Et le billet va encore grimper en 2024, pour une autre raison : l’augmentation des péages ferroviaires que la SNCF paie à SNCF Réseau. Cette dernière subit l’envolée du coût des matières premières utilisées sur ses chantiers.
Cette redevance fonctionne sur le même principe que le ticket payé par un automobiliste sur l’autoroute. Une des plus chères d’Europe, elle représente environ 40 % du prix d’un billet SNCF.
“Un vrai problème, qui n’incite pas du tout la mise en circulation de nouveaux trains”, regrette Valentin Desfontaines, responsable mobilités durables chez Réseau Action Climat (RAC), et co-auteur du sondage. Pour lui, l’État devrait faire un pari arithmétique, baissant le prix du péage unitaire, tout en augmentant le nombre de trains en circulation. Il pourrait ainsi escompter des recettes identiques à celles d’aujourd’hui.
L’herbe plus verte de l’autre côté du Rhin
Le ministre délégué aux Transports, Clément Beaune, lui, annonçait, le 8 février, préparer l’avènement d’un « billet unique » pour tous transports publics de l’Hexagone. Du RER au TER, un « pass » permettrait de monter dans un train partout en France.

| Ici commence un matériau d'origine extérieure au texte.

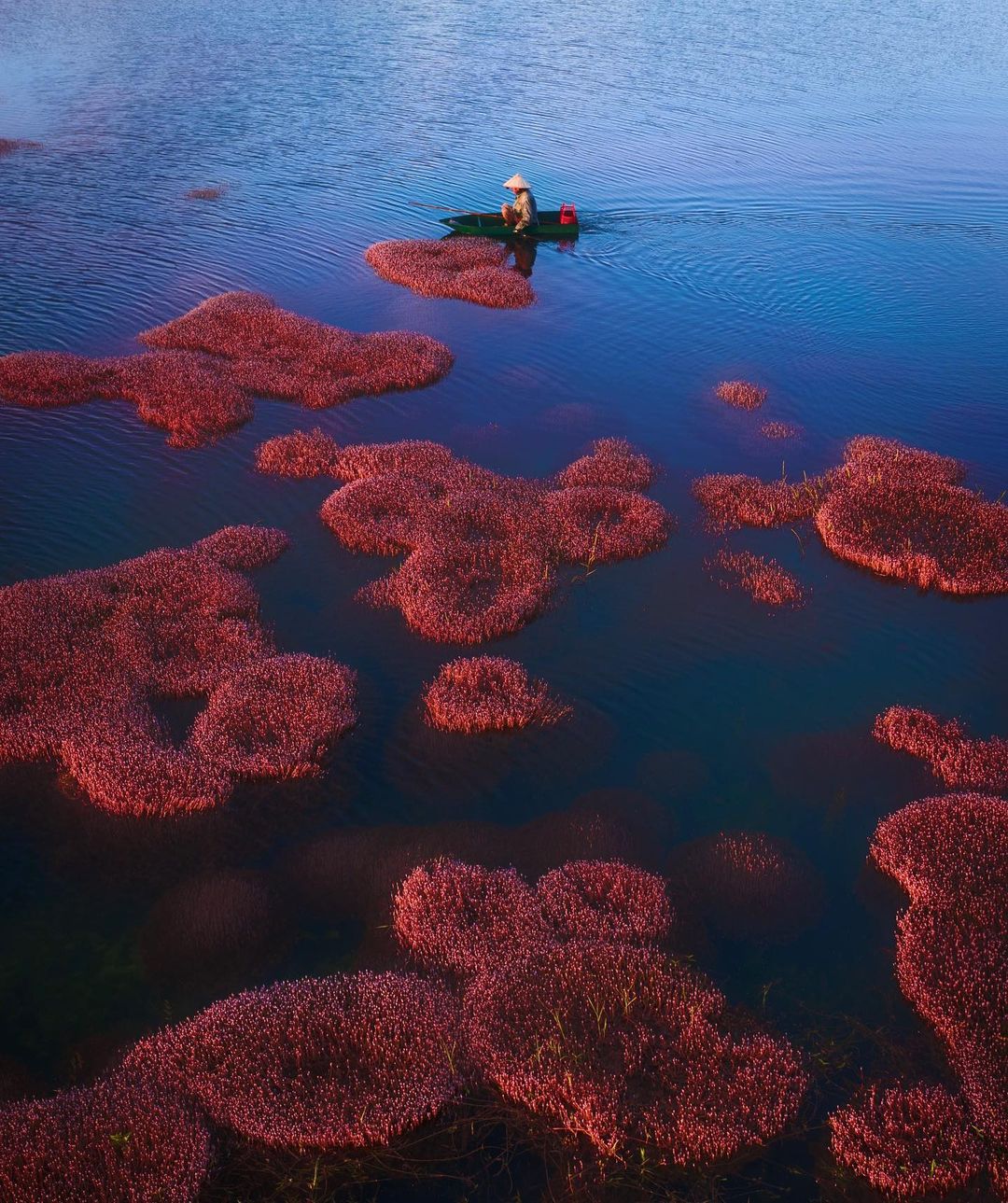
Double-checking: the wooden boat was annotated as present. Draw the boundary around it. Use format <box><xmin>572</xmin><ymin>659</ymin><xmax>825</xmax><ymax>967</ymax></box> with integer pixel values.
<box><xmin>438</xmin><ymin>209</ymin><xmax>580</xmax><ymax>238</ymax></box>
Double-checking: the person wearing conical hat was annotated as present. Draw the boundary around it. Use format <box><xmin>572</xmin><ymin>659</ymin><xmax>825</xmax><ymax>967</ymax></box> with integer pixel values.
<box><xmin>500</xmin><ymin>175</ymin><xmax>539</xmax><ymax>233</ymax></box>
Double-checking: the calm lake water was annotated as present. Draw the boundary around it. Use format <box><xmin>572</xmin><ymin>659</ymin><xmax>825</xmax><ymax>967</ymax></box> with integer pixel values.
<box><xmin>0</xmin><ymin>0</ymin><xmax>1008</xmax><ymax>1199</ymax></box>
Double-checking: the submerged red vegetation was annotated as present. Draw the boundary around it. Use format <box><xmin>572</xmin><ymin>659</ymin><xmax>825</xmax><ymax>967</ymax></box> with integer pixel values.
<box><xmin>875</xmin><ymin>706</ymin><xmax>1008</xmax><ymax>794</ymax></box>
<box><xmin>392</xmin><ymin>858</ymin><xmax>555</xmax><ymax>975</ymax></box>
<box><xmin>830</xmin><ymin>1086</ymin><xmax>984</xmax><ymax>1199</ymax></box>
<box><xmin>693</xmin><ymin>437</ymin><xmax>1008</xmax><ymax>595</ymax></box>
<box><xmin>126</xmin><ymin>973</ymin><xmax>461</xmax><ymax>1150</ymax></box>
<box><xmin>708</xmin><ymin>547</ymin><xmax>805</xmax><ymax>605</ymax></box>
<box><xmin>0</xmin><ymin>1073</ymin><xmax>211</xmax><ymax>1203</ymax></box>
<box><xmin>670</xmin><ymin>832</ymin><xmax>820</xmax><ymax>941</ymax></box>
<box><xmin>0</xmin><ymin>292</ymin><xmax>453</xmax><ymax>448</ymax></box>
<box><xmin>0</xmin><ymin>138</ymin><xmax>42</xmax><ymax>158</ymax></box>
<box><xmin>536</xmin><ymin>860</ymin><xmax>672</xmax><ymax>945</ymax></box>
<box><xmin>185</xmin><ymin>184</ymin><xmax>228</xmax><ymax>201</ymax></box>
<box><xmin>258</xmin><ymin>430</ymin><xmax>671</xmax><ymax>644</ymax></box>
<box><xmin>424</xmin><ymin>656</ymin><xmax>571</xmax><ymax>734</ymax></box>
<box><xmin>0</xmin><ymin>527</ymin><xmax>355</xmax><ymax>817</ymax></box>
<box><xmin>759</xmin><ymin>422</ymin><xmax>804</xmax><ymax>439</ymax></box>
<box><xmin>871</xmin><ymin>794</ymin><xmax>1008</xmax><ymax>1182</ymax></box>
<box><xmin>716</xmin><ymin>380</ymin><xmax>767</xmax><ymax>409</ymax></box>
<box><xmin>365</xmin><ymin>237</ymin><xmax>536</xmax><ymax>309</ymax></box>
<box><xmin>464</xmin><ymin>942</ymin><xmax>808</xmax><ymax>1166</ymax></box>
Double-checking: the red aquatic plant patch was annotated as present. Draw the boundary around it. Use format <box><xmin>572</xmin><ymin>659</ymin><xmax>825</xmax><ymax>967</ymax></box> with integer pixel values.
<box><xmin>0</xmin><ymin>1073</ymin><xmax>211</xmax><ymax>1203</ymax></box>
<box><xmin>759</xmin><ymin>422</ymin><xmax>805</xmax><ymax>439</ymax></box>
<box><xmin>708</xmin><ymin>547</ymin><xmax>805</xmax><ymax>607</ymax></box>
<box><xmin>716</xmin><ymin>380</ymin><xmax>766</xmax><ymax>409</ymax></box>
<box><xmin>464</xmin><ymin>942</ymin><xmax>808</xmax><ymax>1166</ymax></box>
<box><xmin>693</xmin><ymin>437</ymin><xmax>1008</xmax><ymax>595</ymax></box>
<box><xmin>536</xmin><ymin>860</ymin><xmax>672</xmax><ymax>945</ymax></box>
<box><xmin>670</xmin><ymin>832</ymin><xmax>820</xmax><ymax>941</ymax></box>
<box><xmin>875</xmin><ymin>706</ymin><xmax>1008</xmax><ymax>792</ymax></box>
<box><xmin>544</xmin><ymin>484</ymin><xmax>669</xmax><ymax>567</ymax></box>
<box><xmin>0</xmin><ymin>292</ymin><xmax>453</xmax><ymax>447</ymax></box>
<box><xmin>424</xmin><ymin>656</ymin><xmax>571</xmax><ymax>734</ymax></box>
<box><xmin>259</xmin><ymin>432</ymin><xmax>672</xmax><ymax>644</ymax></box>
<box><xmin>365</xmin><ymin>238</ymin><xmax>536</xmax><ymax>309</ymax></box>
<box><xmin>871</xmin><ymin>794</ymin><xmax>1008</xmax><ymax>1174</ymax></box>
<box><xmin>816</xmin><ymin>475</ymin><xmax>1008</xmax><ymax>595</ymax></box>
<box><xmin>830</xmin><ymin>1086</ymin><xmax>984</xmax><ymax>1199</ymax></box>
<box><xmin>0</xmin><ymin>138</ymin><xmax>42</xmax><ymax>159</ymax></box>
<box><xmin>392</xmin><ymin>858</ymin><xmax>555</xmax><ymax>975</ymax></box>
<box><xmin>141</xmin><ymin>870</ymin><xmax>279</xmax><ymax>982</ymax></box>
<box><xmin>557</xmin><ymin>439</ymin><xmax>657</xmax><ymax>492</ymax></box>
<box><xmin>693</xmin><ymin>473</ymin><xmax>825</xmax><ymax>530</ymax></box>
<box><xmin>139</xmin><ymin>292</ymin><xmax>453</xmax><ymax>409</ymax></box>
<box><xmin>0</xmin><ymin>527</ymin><xmax>354</xmax><ymax>816</ymax></box>
<box><xmin>192</xmin><ymin>525</ymin><xmax>290</xmax><ymax>573</ymax></box>
<box><xmin>185</xmin><ymin>184</ymin><xmax>228</xmax><ymax>201</ymax></box>
<box><xmin>128</xmin><ymin>973</ymin><xmax>461</xmax><ymax>1150</ymax></box>
<box><xmin>255</xmin><ymin>427</ymin><xmax>339</xmax><ymax>479</ymax></box>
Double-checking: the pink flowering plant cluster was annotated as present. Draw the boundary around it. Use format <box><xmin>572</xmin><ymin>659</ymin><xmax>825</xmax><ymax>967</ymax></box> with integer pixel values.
<box><xmin>365</xmin><ymin>237</ymin><xmax>536</xmax><ymax>309</ymax></box>
<box><xmin>830</xmin><ymin>794</ymin><xmax>1008</xmax><ymax>1199</ymax></box>
<box><xmin>875</xmin><ymin>706</ymin><xmax>1008</xmax><ymax>794</ymax></box>
<box><xmin>0</xmin><ymin>292</ymin><xmax>453</xmax><ymax>448</ymax></box>
<box><xmin>0</xmin><ymin>527</ymin><xmax>356</xmax><ymax>818</ymax></box>
<box><xmin>0</xmin><ymin>859</ymin><xmax>808</xmax><ymax>1203</ymax></box>
<box><xmin>258</xmin><ymin>430</ymin><xmax>672</xmax><ymax>644</ymax></box>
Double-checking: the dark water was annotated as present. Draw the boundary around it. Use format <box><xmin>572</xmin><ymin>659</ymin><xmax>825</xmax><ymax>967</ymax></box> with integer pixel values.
<box><xmin>0</xmin><ymin>0</ymin><xmax>1008</xmax><ymax>1198</ymax></box>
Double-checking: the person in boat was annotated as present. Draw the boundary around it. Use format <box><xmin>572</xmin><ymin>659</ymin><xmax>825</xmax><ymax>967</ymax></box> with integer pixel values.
<box><xmin>500</xmin><ymin>175</ymin><xmax>539</xmax><ymax>233</ymax></box>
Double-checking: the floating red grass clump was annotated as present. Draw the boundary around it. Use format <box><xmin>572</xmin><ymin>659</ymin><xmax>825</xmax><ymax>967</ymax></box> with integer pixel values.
<box><xmin>759</xmin><ymin>422</ymin><xmax>804</xmax><ymax>439</ymax></box>
<box><xmin>0</xmin><ymin>292</ymin><xmax>453</xmax><ymax>448</ymax></box>
<box><xmin>365</xmin><ymin>238</ymin><xmax>536</xmax><ymax>309</ymax></box>
<box><xmin>693</xmin><ymin>437</ymin><xmax>1008</xmax><ymax>595</ymax></box>
<box><xmin>464</xmin><ymin>942</ymin><xmax>808</xmax><ymax>1166</ymax></box>
<box><xmin>392</xmin><ymin>858</ymin><xmax>555</xmax><ymax>975</ymax></box>
<box><xmin>0</xmin><ymin>527</ymin><xmax>355</xmax><ymax>816</ymax></box>
<box><xmin>258</xmin><ymin>430</ymin><xmax>671</xmax><ymax>644</ymax></box>
<box><xmin>871</xmin><ymin>794</ymin><xmax>1008</xmax><ymax>1175</ymax></box>
<box><xmin>693</xmin><ymin>473</ymin><xmax>826</xmax><ymax>530</ymax></box>
<box><xmin>875</xmin><ymin>706</ymin><xmax>1008</xmax><ymax>794</ymax></box>
<box><xmin>126</xmin><ymin>973</ymin><xmax>461</xmax><ymax>1150</ymax></box>
<box><xmin>255</xmin><ymin>427</ymin><xmax>339</xmax><ymax>480</ymax></box>
<box><xmin>670</xmin><ymin>832</ymin><xmax>820</xmax><ymax>941</ymax></box>
<box><xmin>185</xmin><ymin>184</ymin><xmax>228</xmax><ymax>201</ymax></box>
<box><xmin>141</xmin><ymin>870</ymin><xmax>278</xmax><ymax>982</ymax></box>
<box><xmin>716</xmin><ymin>380</ymin><xmax>766</xmax><ymax>409</ymax></box>
<box><xmin>536</xmin><ymin>860</ymin><xmax>672</xmax><ymax>945</ymax></box>
<box><xmin>424</xmin><ymin>656</ymin><xmax>571</xmax><ymax>735</ymax></box>
<box><xmin>0</xmin><ymin>1073</ymin><xmax>211</xmax><ymax>1203</ymax></box>
<box><xmin>708</xmin><ymin>547</ymin><xmax>805</xmax><ymax>605</ymax></box>
<box><xmin>830</xmin><ymin>1086</ymin><xmax>984</xmax><ymax>1199</ymax></box>
<box><xmin>0</xmin><ymin>138</ymin><xmax>42</xmax><ymax>158</ymax></box>
<box><xmin>557</xmin><ymin>439</ymin><xmax>657</xmax><ymax>492</ymax></box>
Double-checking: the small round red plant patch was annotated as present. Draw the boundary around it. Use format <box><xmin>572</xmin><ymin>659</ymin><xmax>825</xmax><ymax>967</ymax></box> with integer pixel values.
<box><xmin>0</xmin><ymin>1073</ymin><xmax>211</xmax><ymax>1203</ymax></box>
<box><xmin>875</xmin><ymin>706</ymin><xmax>1008</xmax><ymax>794</ymax></box>
<box><xmin>830</xmin><ymin>1086</ymin><xmax>984</xmax><ymax>1199</ymax></box>
<box><xmin>424</xmin><ymin>656</ymin><xmax>571</xmax><ymax>735</ymax></box>
<box><xmin>716</xmin><ymin>380</ymin><xmax>767</xmax><ymax>409</ymax></box>
<box><xmin>126</xmin><ymin>973</ymin><xmax>461</xmax><ymax>1150</ymax></box>
<box><xmin>707</xmin><ymin>547</ymin><xmax>805</xmax><ymax>607</ymax></box>
<box><xmin>0</xmin><ymin>292</ymin><xmax>453</xmax><ymax>448</ymax></box>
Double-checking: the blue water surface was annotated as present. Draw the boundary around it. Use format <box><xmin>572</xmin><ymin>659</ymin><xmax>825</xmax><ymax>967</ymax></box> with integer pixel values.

Ce titre de transport universel est certes un prérequis technique, explique Valentin Desfontaines, mais ce projet élude la question centrale du prix. “Dommage”, poursuit l’expert, “on constate pourtant en Allemagne et en Autriche, qu’en faisant moins cher, on attire les foules sur le réseau ferré”.
Proposé en Allemagne en juin 2022, le ticket à 9 euros mensuel s’est en effet vendu à 52 millions d’exemplaires, et fait épargner 8 millions de tonnes de CO2 à la planète, selon les calculs de l’association allemande des transports en commun VDV. Destinée à compenser l’impact de la flambée des prix de l’énergie, dans le sillage de la guerre en Ukraine, la mesure a pris fin en septembre, mais en Autriche, un « ticket climat » permet de prendre tous les transports nationaux en illimité, pour trois euros par jour.
“L’enjeu est de nous orienter vers ces modèles, mais la France n’en prend pas le chemin, faute de volonté politique” soupire Valentin Desfontaines. Pis, les émissions de GES Made in France ont même augmenté de 2 % en 2022.
Le train, une affaire de bus et de vélos
Le portefeuille n’est pas le seul obstacle sur le chemin du train, explique Valentin Desfontaines. Car l’usager se trouve fréquemment confronté à un hic : comment effectuer le trajet reliant la gare d’arrivée à sa destination finale ? Faute de transports adaptés, surtout en milieu rural, la question demeure irrésolue. De fait, “l’usager se rendant en voiture à une gare pour y prendre un train est tenté de rester dans son véhicule jusqu’à sa destination finale, abandonnant l’option ferrée” regrette l’expert des transports.
Laissant les gares se transformer en “centres commerciaux”, les pouvoirs publics en sont venus à oublier la fonction originelle des gares, “des interfaces de mobilité”, déplore-t-il. Si les infrastructures telles que des bornes de location de vélos ou des bus font cruellement défaut, cet écueil n’est pas si épineux, estime Valentin Desfontaines. “L’offre de transports en commun existe, elle n’est pas à créer, simplement à repenser, à étoffer”.
Des écarts d’émissions colossaux
Le mode de transport totalement propre n’a pas encore été inventé. Mais le débat sur l’impact écologique du train n’a pas lieu d’être – à condition que la locomotive soit électrique – selon Valentin Desfontaines. « Les écarts d’émission avec les véhicules alimentés par l’énergie fossile sont colossaux ». À trajet équivalent et par personne, le train émet jusqu’à 130 fois moins de GES que l’avion, et en moyenne 20 fois moins qu’une voiture thermique, selon les calculs de l’Agence de l’environnement et de la maîtrise de l’énergique (Ademe).
La construction d’infrastructures ferroviaires, elle, entraîne certes une artificialisation des sols et son inéluctable lot de déconvenues écologiques. Mais pour Valentin Desfontaines, la question est d’entretenir ce réseau, non de l’étendre : les 30 000 km de rails français suffisent déjà.
Pour encourager le choix du rail, il ne reste donc, selon lui, qu’à accroître le nombre de trains. Puis de monter à bord.